Papadopoulou received numerous awards and her work was published, Art Reveal Magazine no.44, December 2018, and the Painting 'Fragments C'Il' was selected, after an international competition, to be published in Circle Quarterly Magazine among other 49 upcoming artists to collect.
Theodosia Marchant
Theodosia Marchant is a Greek British multi-disciplinary artist born in 1978, whose work has recently catapulted onto the international stage with a flurry of solo shows in recently in LA, Beirut and Tokyo. Her bright and anecdotal paintings taken from the Mementos series created during the Covid pandemic resonate with those who are nostalgic for their forsaken homes and homeland. After lockdown, the Greek-born LA-based artist had an overwhelming urge to paint scenes from rooms in her family home in Athens where she was raised with her sister and parents. After living and working abroad for over two decades, her paintings reveal her yearning to go back home and revisit some of these intimate moments and conversations she shared with her family.
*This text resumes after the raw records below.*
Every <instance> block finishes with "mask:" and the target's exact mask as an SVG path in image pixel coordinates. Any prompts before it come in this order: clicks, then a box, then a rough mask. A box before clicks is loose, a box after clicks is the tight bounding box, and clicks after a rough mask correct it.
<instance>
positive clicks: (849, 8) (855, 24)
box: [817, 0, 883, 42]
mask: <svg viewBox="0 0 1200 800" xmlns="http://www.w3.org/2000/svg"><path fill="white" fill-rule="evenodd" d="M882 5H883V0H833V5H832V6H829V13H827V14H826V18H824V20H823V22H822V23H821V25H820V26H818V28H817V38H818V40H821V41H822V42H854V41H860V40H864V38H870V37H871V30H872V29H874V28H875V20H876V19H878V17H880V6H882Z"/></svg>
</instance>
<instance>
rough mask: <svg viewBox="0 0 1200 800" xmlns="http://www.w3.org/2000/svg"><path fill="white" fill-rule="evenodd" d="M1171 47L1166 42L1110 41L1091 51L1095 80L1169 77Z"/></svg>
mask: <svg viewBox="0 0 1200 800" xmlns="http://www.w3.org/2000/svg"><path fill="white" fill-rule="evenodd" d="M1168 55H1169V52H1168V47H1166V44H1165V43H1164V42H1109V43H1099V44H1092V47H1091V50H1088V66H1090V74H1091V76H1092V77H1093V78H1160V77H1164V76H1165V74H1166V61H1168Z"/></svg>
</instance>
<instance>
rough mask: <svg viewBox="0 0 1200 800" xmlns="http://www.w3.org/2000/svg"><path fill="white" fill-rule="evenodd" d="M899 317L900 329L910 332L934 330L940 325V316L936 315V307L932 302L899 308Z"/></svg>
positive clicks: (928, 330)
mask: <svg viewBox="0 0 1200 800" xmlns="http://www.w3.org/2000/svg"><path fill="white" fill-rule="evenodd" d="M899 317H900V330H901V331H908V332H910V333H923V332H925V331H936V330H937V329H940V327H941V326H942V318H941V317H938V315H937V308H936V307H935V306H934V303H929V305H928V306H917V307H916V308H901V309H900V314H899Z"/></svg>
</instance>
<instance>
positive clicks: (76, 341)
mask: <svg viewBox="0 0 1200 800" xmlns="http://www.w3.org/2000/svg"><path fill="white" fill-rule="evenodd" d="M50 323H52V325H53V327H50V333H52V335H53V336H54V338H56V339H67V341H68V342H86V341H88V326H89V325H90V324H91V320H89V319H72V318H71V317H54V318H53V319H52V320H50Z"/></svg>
Born and raised in Athens, Greece, Theodosia has lived in London for over a decade before moving to LA since 2013 where she has her studio.
Yiannis Yiannis
Yiannis Yiannis is a stone sculptor based in Cyprus. His work spans over four decades, making him one of the last stone sculptors on the island. He uses Cypriot stone (sandstone/limestone) in the production of his sculptures, occasionally using other materials such as granite and marble. His work is influenced from archetypal values as they are reflected in the works of ancient cultures of Cypriot, Greek and sometimes Egyptian. His work is often free from decorative elements, the attention goes to the form. He is focused on the profound need to return to the roots of primordial creativity and to experiment with abstract and simple forms. His most recent works include the emblem of Cypriot democracy at the Presidential Place in Nicosia. His work can also be seen in the Byzantine Museum in Nicosia and in the Cyprus Museum of Folk Art.